If you happen to have had your colours done lately and discovered you are an autumn, then the good folk at Kenzo have just the winter wardrobe for you. Channelling the romance of 1940s France, Kenzo went all 'Allo 'Allo for the presentation of this season's collection with kepi-sporting policemen and hostesses dressed like Michelle of ze Resistance. Except for a jaunty denim pantsuit, this fairweather fashionisto could easily see himself styling a Sydney winter in a set of Kenzo threads. Corduroy pork-pie hats, leopard-print zoot suits, baggy knits and comfy trousers.

And therein lies the good news: the tight pant is out.
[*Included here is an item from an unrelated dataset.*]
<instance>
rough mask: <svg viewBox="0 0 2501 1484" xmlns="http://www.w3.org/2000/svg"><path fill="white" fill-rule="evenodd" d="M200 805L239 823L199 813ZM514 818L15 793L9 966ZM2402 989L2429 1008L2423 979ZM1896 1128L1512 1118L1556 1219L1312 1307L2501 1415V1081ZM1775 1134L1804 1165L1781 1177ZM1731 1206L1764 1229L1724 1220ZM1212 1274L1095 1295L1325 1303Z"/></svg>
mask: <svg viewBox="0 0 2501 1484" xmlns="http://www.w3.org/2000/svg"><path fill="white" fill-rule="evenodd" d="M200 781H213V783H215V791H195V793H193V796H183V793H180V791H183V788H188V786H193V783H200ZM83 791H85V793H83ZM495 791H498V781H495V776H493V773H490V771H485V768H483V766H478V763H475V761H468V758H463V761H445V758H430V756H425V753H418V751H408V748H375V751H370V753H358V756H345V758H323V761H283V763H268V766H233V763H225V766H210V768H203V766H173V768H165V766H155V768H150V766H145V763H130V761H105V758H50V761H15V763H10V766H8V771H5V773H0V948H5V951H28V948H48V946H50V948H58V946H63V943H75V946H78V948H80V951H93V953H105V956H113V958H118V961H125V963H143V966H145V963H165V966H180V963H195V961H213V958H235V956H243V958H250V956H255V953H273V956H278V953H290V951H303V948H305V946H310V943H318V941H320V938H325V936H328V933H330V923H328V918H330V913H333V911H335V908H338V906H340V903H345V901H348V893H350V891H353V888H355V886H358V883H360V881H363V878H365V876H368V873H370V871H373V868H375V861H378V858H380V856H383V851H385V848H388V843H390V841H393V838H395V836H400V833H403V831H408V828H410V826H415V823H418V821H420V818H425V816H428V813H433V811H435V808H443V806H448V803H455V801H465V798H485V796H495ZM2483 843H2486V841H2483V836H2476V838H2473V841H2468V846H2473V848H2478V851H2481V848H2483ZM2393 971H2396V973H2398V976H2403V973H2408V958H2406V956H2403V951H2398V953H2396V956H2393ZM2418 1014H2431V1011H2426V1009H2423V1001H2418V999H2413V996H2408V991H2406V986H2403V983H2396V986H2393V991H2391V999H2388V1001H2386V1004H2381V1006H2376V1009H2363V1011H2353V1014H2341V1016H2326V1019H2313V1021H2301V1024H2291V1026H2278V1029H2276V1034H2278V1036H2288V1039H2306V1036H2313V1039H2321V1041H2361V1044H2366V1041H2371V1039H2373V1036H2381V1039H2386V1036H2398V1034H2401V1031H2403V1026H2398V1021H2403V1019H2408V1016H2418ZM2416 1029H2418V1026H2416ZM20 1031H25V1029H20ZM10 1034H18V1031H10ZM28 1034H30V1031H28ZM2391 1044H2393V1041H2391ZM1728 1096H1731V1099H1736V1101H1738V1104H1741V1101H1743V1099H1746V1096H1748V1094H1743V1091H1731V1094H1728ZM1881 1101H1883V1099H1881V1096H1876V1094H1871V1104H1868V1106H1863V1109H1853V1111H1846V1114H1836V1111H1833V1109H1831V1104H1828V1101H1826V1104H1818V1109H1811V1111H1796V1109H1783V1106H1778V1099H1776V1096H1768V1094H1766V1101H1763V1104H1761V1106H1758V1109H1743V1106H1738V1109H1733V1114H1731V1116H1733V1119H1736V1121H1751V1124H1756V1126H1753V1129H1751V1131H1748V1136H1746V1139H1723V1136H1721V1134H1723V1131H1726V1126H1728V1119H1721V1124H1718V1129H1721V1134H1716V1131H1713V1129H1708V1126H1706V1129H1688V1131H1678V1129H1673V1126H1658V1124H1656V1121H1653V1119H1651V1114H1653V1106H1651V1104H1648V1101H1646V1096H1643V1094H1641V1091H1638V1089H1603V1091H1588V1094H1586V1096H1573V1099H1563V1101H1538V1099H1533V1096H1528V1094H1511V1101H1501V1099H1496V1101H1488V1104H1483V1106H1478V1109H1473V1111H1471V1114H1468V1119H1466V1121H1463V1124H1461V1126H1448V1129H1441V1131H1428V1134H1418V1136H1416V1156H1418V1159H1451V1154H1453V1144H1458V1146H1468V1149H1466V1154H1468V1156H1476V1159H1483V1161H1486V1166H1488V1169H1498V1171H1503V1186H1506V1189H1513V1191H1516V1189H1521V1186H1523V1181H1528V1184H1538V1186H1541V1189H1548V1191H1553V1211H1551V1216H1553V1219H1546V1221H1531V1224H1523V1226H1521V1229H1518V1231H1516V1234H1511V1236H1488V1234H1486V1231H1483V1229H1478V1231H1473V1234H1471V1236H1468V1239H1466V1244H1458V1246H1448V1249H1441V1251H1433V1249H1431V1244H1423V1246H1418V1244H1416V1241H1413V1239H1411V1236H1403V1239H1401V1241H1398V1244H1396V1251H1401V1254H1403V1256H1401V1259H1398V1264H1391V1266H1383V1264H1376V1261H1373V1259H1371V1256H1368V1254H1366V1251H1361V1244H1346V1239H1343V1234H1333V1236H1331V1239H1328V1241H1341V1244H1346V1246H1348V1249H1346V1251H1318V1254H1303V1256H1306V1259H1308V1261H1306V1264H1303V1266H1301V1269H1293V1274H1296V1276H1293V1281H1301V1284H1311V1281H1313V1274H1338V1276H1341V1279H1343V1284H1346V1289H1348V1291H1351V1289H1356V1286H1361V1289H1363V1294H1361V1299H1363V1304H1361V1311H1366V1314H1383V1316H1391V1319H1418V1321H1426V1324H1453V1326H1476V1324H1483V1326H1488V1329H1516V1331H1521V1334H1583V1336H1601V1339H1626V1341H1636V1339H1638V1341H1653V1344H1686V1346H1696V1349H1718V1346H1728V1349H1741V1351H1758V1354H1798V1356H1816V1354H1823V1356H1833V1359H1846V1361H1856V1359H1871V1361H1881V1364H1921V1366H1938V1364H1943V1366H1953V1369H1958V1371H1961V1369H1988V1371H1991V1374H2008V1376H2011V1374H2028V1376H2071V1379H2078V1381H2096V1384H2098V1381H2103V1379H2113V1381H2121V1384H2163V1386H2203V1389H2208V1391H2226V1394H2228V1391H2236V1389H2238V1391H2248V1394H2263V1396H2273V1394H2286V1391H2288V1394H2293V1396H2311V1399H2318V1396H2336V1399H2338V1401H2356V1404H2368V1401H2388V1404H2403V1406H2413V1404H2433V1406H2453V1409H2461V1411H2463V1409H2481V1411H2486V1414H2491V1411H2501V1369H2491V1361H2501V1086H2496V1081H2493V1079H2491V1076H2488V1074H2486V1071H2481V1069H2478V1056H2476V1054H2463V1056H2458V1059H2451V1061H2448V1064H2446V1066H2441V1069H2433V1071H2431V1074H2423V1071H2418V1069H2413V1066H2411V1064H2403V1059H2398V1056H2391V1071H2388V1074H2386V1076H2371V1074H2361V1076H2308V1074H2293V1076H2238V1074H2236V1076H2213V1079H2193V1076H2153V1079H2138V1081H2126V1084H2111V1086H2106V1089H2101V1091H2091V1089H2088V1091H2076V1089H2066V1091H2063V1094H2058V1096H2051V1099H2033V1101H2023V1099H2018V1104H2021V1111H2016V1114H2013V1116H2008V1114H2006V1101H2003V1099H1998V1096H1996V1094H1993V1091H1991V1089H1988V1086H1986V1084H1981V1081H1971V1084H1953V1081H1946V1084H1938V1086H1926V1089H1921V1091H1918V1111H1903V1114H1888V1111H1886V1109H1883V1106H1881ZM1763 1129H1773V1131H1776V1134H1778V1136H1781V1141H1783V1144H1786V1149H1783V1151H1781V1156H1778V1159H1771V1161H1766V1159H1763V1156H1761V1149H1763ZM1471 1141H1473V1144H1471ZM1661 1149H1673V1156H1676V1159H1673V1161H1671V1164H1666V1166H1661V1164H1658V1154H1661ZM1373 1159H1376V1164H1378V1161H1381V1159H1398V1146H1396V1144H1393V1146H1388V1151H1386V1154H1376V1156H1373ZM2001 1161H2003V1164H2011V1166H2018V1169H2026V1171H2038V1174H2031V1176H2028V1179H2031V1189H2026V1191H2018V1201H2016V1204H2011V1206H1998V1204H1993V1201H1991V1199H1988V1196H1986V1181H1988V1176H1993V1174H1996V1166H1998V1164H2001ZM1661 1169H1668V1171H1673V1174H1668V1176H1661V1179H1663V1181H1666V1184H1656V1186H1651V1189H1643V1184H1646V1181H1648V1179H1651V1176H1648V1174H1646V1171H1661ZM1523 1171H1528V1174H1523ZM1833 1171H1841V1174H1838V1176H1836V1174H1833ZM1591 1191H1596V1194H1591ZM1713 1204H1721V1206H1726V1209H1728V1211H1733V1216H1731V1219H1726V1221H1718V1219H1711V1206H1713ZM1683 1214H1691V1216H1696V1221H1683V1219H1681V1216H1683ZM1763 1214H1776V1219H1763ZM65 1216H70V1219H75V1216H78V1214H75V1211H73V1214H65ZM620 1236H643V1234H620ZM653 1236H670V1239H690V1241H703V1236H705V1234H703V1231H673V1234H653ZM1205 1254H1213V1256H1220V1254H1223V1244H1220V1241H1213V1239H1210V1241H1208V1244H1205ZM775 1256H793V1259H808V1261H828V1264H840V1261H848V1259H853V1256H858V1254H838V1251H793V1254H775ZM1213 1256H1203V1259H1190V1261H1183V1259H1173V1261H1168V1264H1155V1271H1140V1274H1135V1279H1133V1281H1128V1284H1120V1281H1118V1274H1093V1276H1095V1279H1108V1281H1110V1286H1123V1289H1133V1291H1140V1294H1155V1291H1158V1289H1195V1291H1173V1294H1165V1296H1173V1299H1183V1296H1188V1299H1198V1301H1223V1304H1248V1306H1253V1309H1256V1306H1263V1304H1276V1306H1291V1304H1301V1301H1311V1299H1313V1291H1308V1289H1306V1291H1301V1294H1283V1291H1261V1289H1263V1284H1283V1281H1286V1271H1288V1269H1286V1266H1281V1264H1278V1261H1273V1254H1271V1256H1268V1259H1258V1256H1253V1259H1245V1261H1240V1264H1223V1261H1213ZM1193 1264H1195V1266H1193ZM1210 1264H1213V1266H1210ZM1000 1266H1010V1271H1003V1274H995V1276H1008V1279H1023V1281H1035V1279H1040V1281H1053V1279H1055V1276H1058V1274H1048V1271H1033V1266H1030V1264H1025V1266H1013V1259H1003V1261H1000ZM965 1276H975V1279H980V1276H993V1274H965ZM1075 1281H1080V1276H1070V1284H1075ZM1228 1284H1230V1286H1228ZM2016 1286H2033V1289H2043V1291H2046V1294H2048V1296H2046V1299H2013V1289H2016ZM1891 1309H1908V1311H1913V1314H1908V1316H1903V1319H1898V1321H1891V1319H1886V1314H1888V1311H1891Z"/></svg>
From Gucci's Milanese display of smart suits, smoking jackets and classic camel overcoats to Hermes' finely tailored collection of cardigans, deep-V cashmere sweaters and low-slung neck scarves (of the kind your nanna might otherwise wear on her head on a windy day), the emphasis this season is on loose, free-flowing clothing. Begone waif-child skinny jeans! The age of comfort has returned.

When all was said and done, however, easily the best show put on all week was that staged by the Fashion Pack - that so-hip-it-hurts posse of fashion writers and buyers who traipse about Milan and Paris following the shows.

While it would be easy to fall into the trap of thinking the purpose of runway shows is to sell clothes, in reality it's more about keeping a lot of skinny pretty boys in work and giving the Fashion Pack a chance to get together and out-outrage each other with their wardrobes. Bunny ears, Ewok slippers, lemon-quilted puffer jackets, comedy eyewear and snowboots with knickerbockers. There was even a man in a miniskirt and knee-high riding boots.

Yet the funny thing is, expose yourself to the frou-frou for a week and you start to be taken in by it. You find yourself nodding sagely when a collection is described as "inspired by Kafka as an homage to the Austrian secessionist movement".

But then, just when you think you've been sucked across to the dark side, an overheard conversation backstage after a show is all you need to put the madness back in perspective. Says Fashion Follower to Model: "Oh my God! I just saw you walk!" As if he'd just cured cancer.